If you want to keep your reputation for concert spectacle, sometimes you've got to cross that bridge that runs 54 feet over the stage. Or take a ride to the rafters in a little wired-up chariot.

"Nothing is too much for Cher. She'll go beyond what other artists will do," says Doriana Sanchez, Cher's longtime director-choreographer.

Last week, Sanchez watched her star climb to the top of a prop piece only planned for dancers to scale; perhaps a Xanax-inducing moment for those underwriting the 61-year-old star's next 197 shows at Caesars Palace.

"It's just me," Cher explained when the show was announced in February. "It's me and my ideas of what a show should be like."

And it nearly always has been that way. Cher has always embraced spectacle. "First, I was kind of nervous to be onstage by myself," she noted.

And second, "It would have bored me to tears to go out and just do some kind of normal-ish show where we weren't doing fabulous things with a 20-foot-tall high heel, and riding a mechanical bull and stuff like that. That's what I wanted to do."

For years, she adds, "People thought we were stupid and ridiculous and corny and all that stuff... But then everybody started doing it. It took them a lot longer."

Cher's most recent tour visited Las Vegas four times, sporting bungee-jumpers and puppet elephants that seemed quite at home on the Strip. But the extravaganza still had to pack up into 14 trucks each night and roll to the next city.

The new show, which opened Tuesday in the 4,200-seat Colosseum, is a cross between a one-night tour stop and a permanent installation such as Cirque du Soleil's "Ka." When Cher performs on the Strip, she will do month-long stretches.

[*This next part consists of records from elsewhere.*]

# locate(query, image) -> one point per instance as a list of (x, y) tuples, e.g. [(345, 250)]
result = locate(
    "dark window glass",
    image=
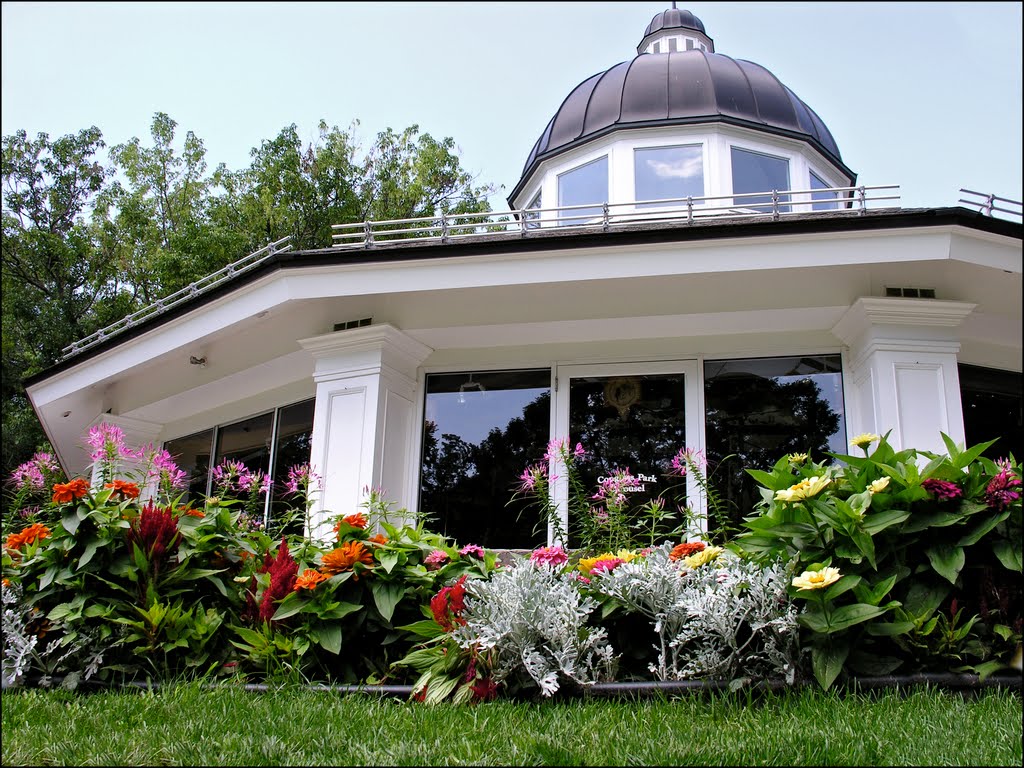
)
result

The production does have to load out to make way for Bette Midler and Elton John. "But the trucks are only going to a warehouse in Las Vegas. It's a tour that goes across the street," says James "Winky" Fairorth, president of Tait Towers, which built the set.

Cher explains the newfound possibilities with a comparison that won't win her a door pass to a sci-fi convention: "What's the movie? Not 'Star Trek,' what's the other one? Yeah, 'Star Wars.' Remember when they went into hyperspace? That's what it's like. We're just gonna take off into hyperspace."

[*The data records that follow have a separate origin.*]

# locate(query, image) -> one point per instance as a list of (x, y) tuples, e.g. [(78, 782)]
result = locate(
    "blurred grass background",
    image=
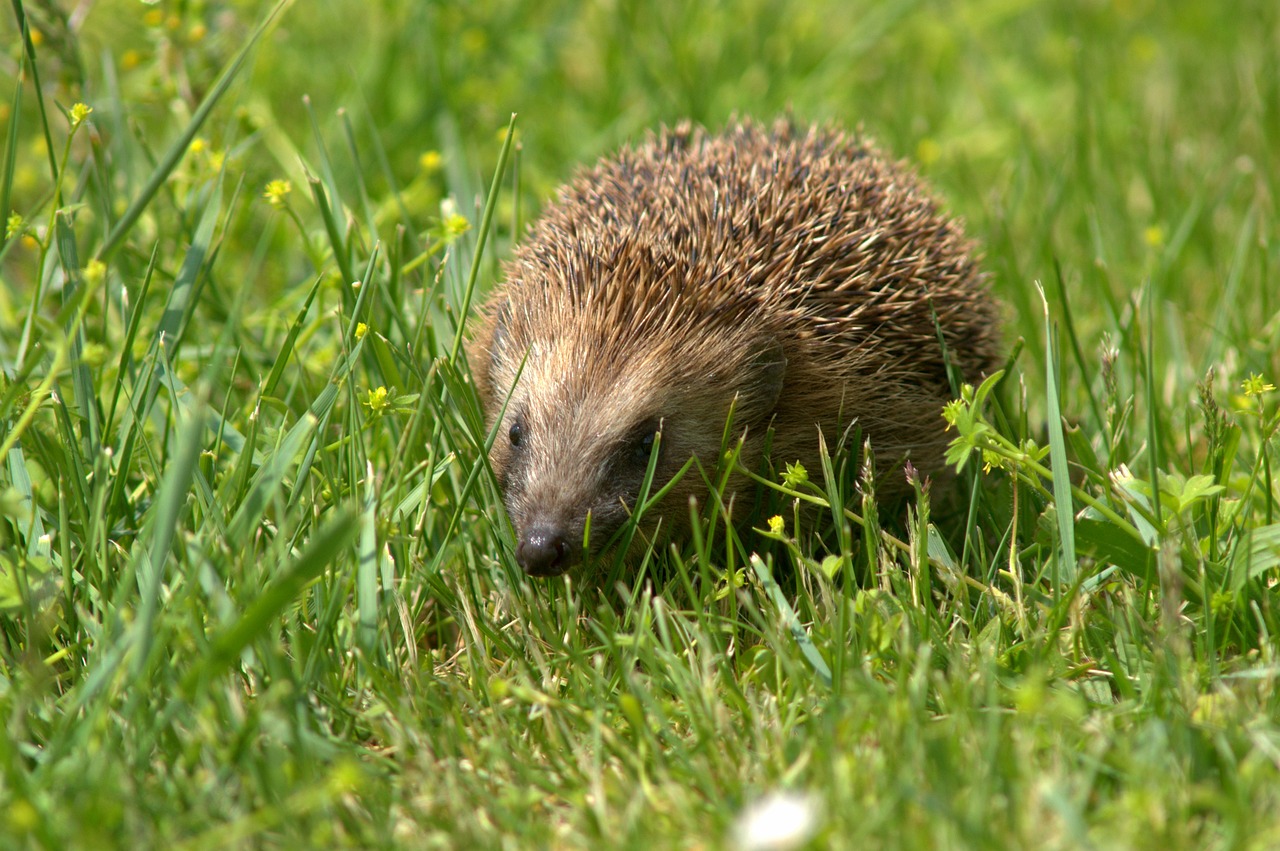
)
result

"We have so much stuff that we're going to be doing because we're just able to," Cher added. "Things come out from the floor, things come out from the sides. We were just never able to do that on the road."

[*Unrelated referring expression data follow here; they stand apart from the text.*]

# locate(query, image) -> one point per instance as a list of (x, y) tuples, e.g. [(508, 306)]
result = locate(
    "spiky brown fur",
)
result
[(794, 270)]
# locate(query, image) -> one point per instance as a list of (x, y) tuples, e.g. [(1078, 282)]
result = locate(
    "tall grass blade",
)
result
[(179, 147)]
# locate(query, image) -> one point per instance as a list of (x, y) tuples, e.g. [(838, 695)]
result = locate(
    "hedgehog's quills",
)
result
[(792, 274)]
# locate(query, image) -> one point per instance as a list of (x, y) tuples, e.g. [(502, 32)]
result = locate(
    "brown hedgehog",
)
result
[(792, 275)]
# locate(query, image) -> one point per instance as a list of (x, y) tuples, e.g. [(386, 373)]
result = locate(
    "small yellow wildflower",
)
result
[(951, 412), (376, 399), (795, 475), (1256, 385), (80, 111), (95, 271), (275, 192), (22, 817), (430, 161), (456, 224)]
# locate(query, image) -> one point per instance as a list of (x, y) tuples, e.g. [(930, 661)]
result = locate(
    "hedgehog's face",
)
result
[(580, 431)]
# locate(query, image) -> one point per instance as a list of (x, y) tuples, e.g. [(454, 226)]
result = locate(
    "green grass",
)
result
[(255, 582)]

"Basically, what we've done is built a theater within a theater," says production designer Jeremy Railton. Audience members who don't see other acts at the Colosseum will assume the two freestanding towers supporting the 65-foot, 10,000- pound bridge in the middle are permanent.

But only the steel support base beneath the towers is rooted; the structures themselves snap together with latches. "No tools required, just big, grumpy, heavy men," Fairorth says.

The set evokes an arena-rock concert while craftily carving down the Colosseum's impossibly wide 120-foot playing area. And audiences will be seeing less of the giant high-definition screen that was the focal point of Celine Dion's "A New Day" and John's "The Red Piano."

"The big danger, which everybody does now, is that the screen becomes so important that you end up watching TV," says Railton. "We've got to the point where screens have matured and you can use them as a tool to support the performer."

Real scenery -- including very old-fashioned hinged panels of painted artwork -- move on and offstage to add a extra dimension to the screen projections.

Cher has a quick-change room under the bridge. "Changing her is like an Indy 500 pit stop," Fairorth says. Other dancers have full dressing rooms curtained off behind the giant screen.

"What Cher wanted for this show was that every song was different. Every single one," says Railton. "We go from beautiful soft twinkle-light sets to hard-ass, rock 'n' roll, in-your-face kind of stuff, so there's this big range."

"I think when people come to see this show," Sanchez adds, "they're going to have a big rock 'n' roll show -- we call it a BRS -- but also they're going to have a theatrical experience."

Some of the calmer moments include rare film footage of Sonny and Cher's earliest performances.

"The hope is that people don't come out singing the scenery," Railton says. "The scenery just supports what she does. She doesn't need all this stuff."